Latest string_token Code
bearophile
bearophileHUGS at lycos.com
Tue Jun 22 04:52:43 PDT 2010
Ben Hanson:
> The underscores thing just comes from the C++ source.
But once your program works well you can change the variable names a little, or even before if you have some kind of IDE.
In D style guide structs and classes need to start with an upper case, in CamelCase. And variable names are written in camelCase with a starting lower case:
http://www.digitalmars.com/d/2.0/dstyle.html
Following a common style guide is important.
> I was recommended that
> approach, as not wanting to use Reverse Polish Notation (i.e.
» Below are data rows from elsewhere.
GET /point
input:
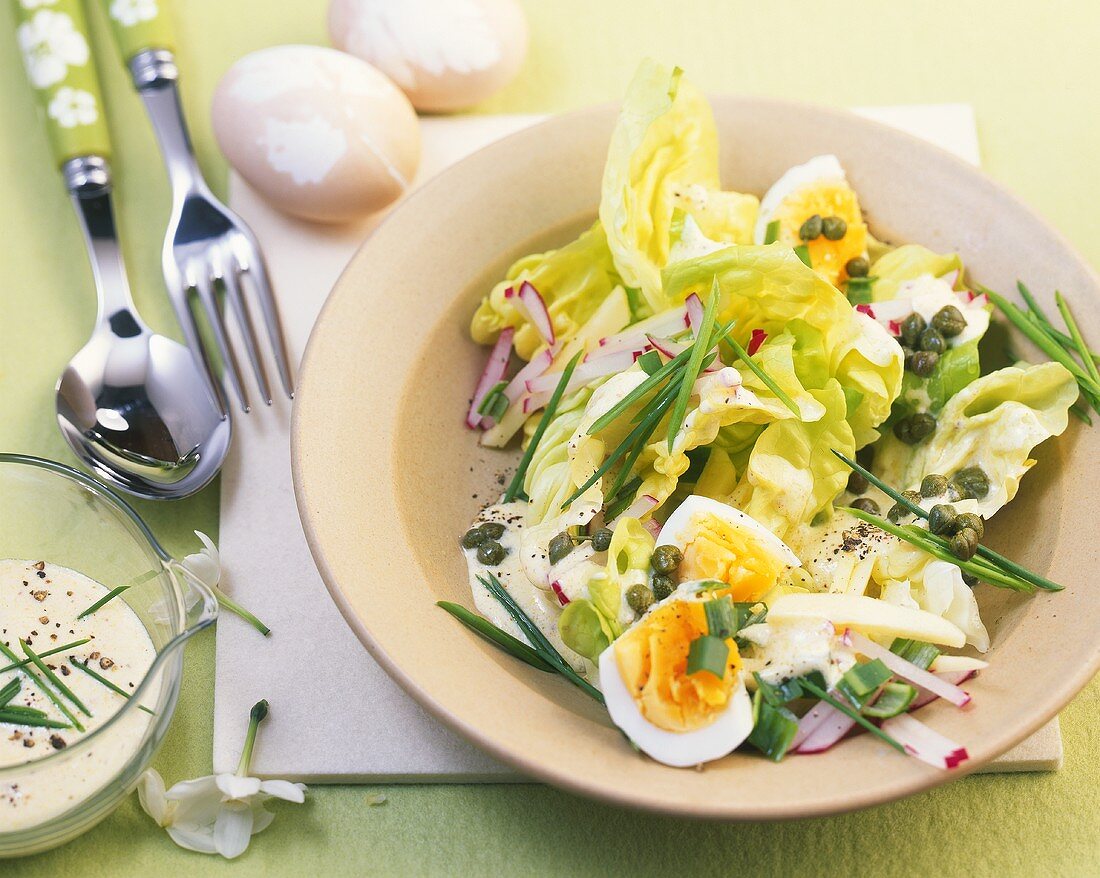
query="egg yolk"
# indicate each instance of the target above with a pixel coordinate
(730, 555)
(825, 198)
(652, 659)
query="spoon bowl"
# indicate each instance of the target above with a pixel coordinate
(135, 407)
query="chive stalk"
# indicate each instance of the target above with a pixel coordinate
(548, 413)
(99, 678)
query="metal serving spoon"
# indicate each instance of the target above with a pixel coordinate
(134, 406)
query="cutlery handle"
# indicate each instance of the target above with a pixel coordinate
(57, 55)
(139, 25)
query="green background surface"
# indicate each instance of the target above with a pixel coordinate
(1030, 70)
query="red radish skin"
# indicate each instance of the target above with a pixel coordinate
(492, 375)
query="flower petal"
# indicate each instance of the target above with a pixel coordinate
(235, 787)
(232, 831)
(285, 790)
(262, 818)
(199, 840)
(151, 796)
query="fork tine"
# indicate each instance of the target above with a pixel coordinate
(231, 280)
(204, 287)
(254, 269)
(179, 299)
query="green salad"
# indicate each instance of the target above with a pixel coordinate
(760, 454)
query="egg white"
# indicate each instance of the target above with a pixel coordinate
(678, 529)
(678, 749)
(821, 167)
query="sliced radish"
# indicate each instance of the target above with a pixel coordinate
(664, 324)
(539, 363)
(906, 670)
(758, 338)
(491, 375)
(530, 304)
(639, 507)
(924, 743)
(955, 678)
(694, 305)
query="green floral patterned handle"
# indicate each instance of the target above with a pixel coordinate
(53, 36)
(140, 24)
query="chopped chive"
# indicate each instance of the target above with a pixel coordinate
(851, 714)
(548, 413)
(769, 382)
(106, 599)
(47, 654)
(43, 687)
(541, 645)
(10, 691)
(1075, 333)
(721, 621)
(485, 628)
(987, 573)
(673, 365)
(108, 683)
(10, 717)
(699, 350)
(707, 654)
(53, 677)
(983, 551)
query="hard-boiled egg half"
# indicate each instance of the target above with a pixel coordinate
(817, 188)
(722, 542)
(675, 716)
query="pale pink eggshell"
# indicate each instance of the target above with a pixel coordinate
(444, 54)
(320, 134)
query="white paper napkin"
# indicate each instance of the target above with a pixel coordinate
(336, 715)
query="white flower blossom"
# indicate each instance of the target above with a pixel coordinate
(72, 107)
(51, 45)
(130, 12)
(217, 813)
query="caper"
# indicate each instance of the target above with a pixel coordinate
(921, 426)
(492, 529)
(857, 484)
(974, 481)
(899, 511)
(666, 559)
(811, 229)
(949, 321)
(663, 585)
(911, 329)
(923, 363)
(942, 519)
(974, 522)
(933, 485)
(834, 228)
(965, 544)
(639, 599)
(602, 539)
(560, 547)
(472, 538)
(867, 505)
(857, 267)
(491, 552)
(933, 340)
MFC style),
I think you mean polish with no reverse :-)
> the underscores allow you to have a type the same name as a member var or local var.
I don't understand.
Why can't you write the code like this?
struct BasicStringToken
{
enum size_t MAX_CHARS = CharT.max + 1;
enum size_t START_CHAR = cast(CharT) 0x80 < 0 ? 0x80 : 0;
private bool negated = false;
private CharT[] charset;
this(const bool negated_, ref CharT[] charset_)
{
negated = negated_;
charset = charset_;
}
I have kept the underscores in the arguments of the method because they have a limited scope/life, so they don't add a lot of noise to the whole code.